Monique and Frank, Cindy’s parents
The experiences of Frank Lenselink’s parents.
Frank was born on February 2nd 1989. The pregnancy went fine, so did the birth. Frank seemed to be a healthy baby, there were no problems.
When he was about nine months old, it occurred to us that he was very weak in the muscles. E.g. it was very difficult for Frank to keep his head up straight without resting it upon something. When he was over a year old, our family doctor shared our worry. Frank couldn’t sit independently, he couldn’t roll over anymore – which was no problem before. He also couldn’t crawl, and the slavering was striking. The fysiotherapy which we’d already started with wasn’t successful. We went to the hospital. The pediatrician also saw serious problems in his motoric development. Months of research and examinations, all without results. Meanwhile it had become clear that Frank had enormous arrears in his speech-development. Also he was often ill (flu).
When he had the flu he lay in bed the entire day. He couldn’t sit up straight because of the weariness and powerlessness. But a cause for all of this was never found. This went on for years. Frank was in a wheelchair and we had many expedients at home. Also our house had been adjusted. When he was 4 years old he went to school in Arnhem, the mytylschool. In the meantime he had learned to stand up straight and to walk a few steps on hand, but besides that there was no progress.
In December 1995 we saw the broadcast of the TV Show. The resemblance between Sebastiaan and Frank was striking. Frank was almost 7 years old by then.
The month after that we had our check-up at the hospital, and the pediatrician was willing to try to get some more information about this disease. He contacted St. Radboud Hospital, which led to more research.
To our astonishment Frank was diagnosed the same disease in March 1996. After the results of the second spinal punction, Frank was immediately admitted at St. Radboud’s.
On April 12th Frank started the first L-Dopa medication. Within one day great changes were seen. He could talk quite well, he hardly slavered anymore and his sometimes cramped posture became relaxed.
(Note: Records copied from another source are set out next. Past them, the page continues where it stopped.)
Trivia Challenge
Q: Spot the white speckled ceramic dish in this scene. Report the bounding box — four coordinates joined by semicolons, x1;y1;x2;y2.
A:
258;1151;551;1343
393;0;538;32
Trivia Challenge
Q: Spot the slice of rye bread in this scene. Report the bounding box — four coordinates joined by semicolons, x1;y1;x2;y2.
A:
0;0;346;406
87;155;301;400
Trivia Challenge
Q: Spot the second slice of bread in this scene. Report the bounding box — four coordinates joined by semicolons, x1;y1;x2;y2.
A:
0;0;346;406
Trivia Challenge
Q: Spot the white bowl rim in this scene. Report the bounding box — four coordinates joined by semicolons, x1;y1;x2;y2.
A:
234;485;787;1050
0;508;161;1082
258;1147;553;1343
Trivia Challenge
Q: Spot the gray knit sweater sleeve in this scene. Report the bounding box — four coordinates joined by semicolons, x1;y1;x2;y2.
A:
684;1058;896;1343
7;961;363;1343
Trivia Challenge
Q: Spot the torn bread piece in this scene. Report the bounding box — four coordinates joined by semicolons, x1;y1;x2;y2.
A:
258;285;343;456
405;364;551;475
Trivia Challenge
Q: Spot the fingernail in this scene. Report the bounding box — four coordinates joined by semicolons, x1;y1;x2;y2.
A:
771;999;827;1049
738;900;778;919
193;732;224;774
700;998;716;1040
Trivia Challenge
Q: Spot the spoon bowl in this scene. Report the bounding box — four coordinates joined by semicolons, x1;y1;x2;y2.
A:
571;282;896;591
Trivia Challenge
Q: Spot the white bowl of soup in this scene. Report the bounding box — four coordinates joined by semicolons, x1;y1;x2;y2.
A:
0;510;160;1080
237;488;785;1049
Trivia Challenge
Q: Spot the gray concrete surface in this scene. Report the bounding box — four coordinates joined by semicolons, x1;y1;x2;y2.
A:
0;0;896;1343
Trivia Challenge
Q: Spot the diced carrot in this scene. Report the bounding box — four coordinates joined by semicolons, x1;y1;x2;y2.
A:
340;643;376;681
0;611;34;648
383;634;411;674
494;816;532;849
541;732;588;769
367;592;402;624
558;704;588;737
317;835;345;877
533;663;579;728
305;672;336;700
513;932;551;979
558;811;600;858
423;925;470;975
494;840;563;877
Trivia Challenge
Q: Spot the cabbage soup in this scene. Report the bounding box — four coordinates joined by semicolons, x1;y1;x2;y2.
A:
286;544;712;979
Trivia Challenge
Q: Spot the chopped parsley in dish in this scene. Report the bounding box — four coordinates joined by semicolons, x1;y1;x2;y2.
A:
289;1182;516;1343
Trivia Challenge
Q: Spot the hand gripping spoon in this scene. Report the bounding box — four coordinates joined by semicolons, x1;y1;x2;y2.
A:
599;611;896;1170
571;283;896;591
In a couple of days he was able to sit independently. He still had uncontrolled movements. This was the effect of a too large dosage of L-Dopa. It was reduced and the side effects started to disappear. The progress went on and on.
After 6 months of medication he could walk independently!! Now it’s one year later. Sometimes it still feels like a dream. Frank is doing great. Everything is going better every day. He had to learn a lot, motorically speaking, but there aren’t many things we have to help him with during the day. Many expedients leave our house now.
We’re also trying to have him registered at a normal school. And Frank himself? Life has become one big party for him. He’s a happy boy, taking initiatives all the time.
When it’s time for his medication (3 times a day) he now asks for it himself. He knows all too well that this medication has brought him where he is right now.